Concert des nations – La Palestine gagne un drapeau à l’ONU, mais perd contre la FIFA

Pas à pas, l’Etat palestinien travaille à sa reconnaissance, et cette bataille passe aussi par les symboles. Ce mercredi, les Palestiniens ont célébré une victoire non négligeable lorsque leur drapeau a été hissé devant le siège de l’ONU à New York. La décision avait été prise le 10 septembre par une large majorité à l’Assemblée générale.
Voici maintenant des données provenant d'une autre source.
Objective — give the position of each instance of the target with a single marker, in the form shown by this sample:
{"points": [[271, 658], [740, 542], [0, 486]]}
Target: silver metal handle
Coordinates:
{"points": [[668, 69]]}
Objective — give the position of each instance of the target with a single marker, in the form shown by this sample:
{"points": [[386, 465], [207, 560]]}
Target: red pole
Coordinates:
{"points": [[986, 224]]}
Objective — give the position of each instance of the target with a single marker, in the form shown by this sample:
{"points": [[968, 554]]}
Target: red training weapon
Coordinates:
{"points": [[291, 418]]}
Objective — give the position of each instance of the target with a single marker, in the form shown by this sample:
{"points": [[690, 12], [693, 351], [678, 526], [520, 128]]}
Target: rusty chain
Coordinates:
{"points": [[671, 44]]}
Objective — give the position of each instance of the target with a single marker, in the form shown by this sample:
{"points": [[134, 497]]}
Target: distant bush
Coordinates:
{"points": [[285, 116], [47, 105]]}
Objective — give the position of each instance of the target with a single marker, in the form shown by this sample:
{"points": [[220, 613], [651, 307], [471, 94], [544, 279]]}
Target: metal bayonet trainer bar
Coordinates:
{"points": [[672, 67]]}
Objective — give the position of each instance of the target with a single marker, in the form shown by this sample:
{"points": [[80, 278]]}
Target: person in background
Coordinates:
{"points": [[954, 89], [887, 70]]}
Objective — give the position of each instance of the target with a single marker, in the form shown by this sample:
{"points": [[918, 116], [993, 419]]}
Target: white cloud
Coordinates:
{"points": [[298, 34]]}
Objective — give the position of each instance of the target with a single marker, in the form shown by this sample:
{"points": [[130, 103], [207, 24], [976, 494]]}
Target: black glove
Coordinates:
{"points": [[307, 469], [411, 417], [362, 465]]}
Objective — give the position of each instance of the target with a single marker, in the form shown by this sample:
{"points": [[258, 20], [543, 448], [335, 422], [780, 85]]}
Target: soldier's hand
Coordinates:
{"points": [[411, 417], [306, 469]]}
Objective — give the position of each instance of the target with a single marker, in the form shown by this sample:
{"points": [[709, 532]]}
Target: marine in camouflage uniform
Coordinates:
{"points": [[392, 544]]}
Beau succès, mais sur le terrain, c’est beaucoup plus compliqué pour la Palestine quand il s’agit d’asseoir sa légitimité dans le concert des nations. Même – ou surtout – quand il est question de football. Voilà en effet les Palestiniens trahis par leur meilleur allié, l’Arabie saoudite, qui refuse que son équipe nationale de foot aille jouer en Cisjordanie le match retour des poules qualificatives pour la Coupe du monde de 2018, réclamant une autre solution.

Un transit embarrassant

Riyad n’a pas fourni d’explications sur ses motivations. Mais de source palestinienne, on avance que les checkpoints israéliens effraient les Saoudiens. Le royaume wahhabite, qui officiellement n’entretient pas de relations avec Israël, ne veut surtout pas avoir à négocier ce transit, synonyme de reconnaissance implicite. Or la FIFA vient de donner raison à Riyad, privant la Palestine de son droit de jouer cette rencontre à la maison. La partie, prévue le 13 octobre, devra se dérouler sur un terrain neutre, a tranché lundi le bureau du comité d’organisation de la Coupe du monde. Probablement en Jordanie.
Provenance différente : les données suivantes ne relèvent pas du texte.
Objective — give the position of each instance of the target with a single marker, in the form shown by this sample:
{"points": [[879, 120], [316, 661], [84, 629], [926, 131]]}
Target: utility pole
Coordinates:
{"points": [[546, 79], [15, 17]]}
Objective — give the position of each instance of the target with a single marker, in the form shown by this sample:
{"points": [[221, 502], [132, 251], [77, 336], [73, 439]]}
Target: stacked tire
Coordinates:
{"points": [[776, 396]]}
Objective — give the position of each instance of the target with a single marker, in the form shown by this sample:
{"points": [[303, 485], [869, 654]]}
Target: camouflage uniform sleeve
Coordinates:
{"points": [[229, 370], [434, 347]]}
Les Palestiniens, qui avaient suggéré, en vain, que les Saoudiens pouvaient arriver en Cisjordanie à bord d’hélicoptères jordaniens, digèrent mal ce camouflet. Le président de la Fédération palestinienne de football, Jibril Rajoub, qualifiait mardi cette décision d’«injuste» et d’«inacceptable», accusant la FIFA d’avoir cédé à la «pression saoudienne».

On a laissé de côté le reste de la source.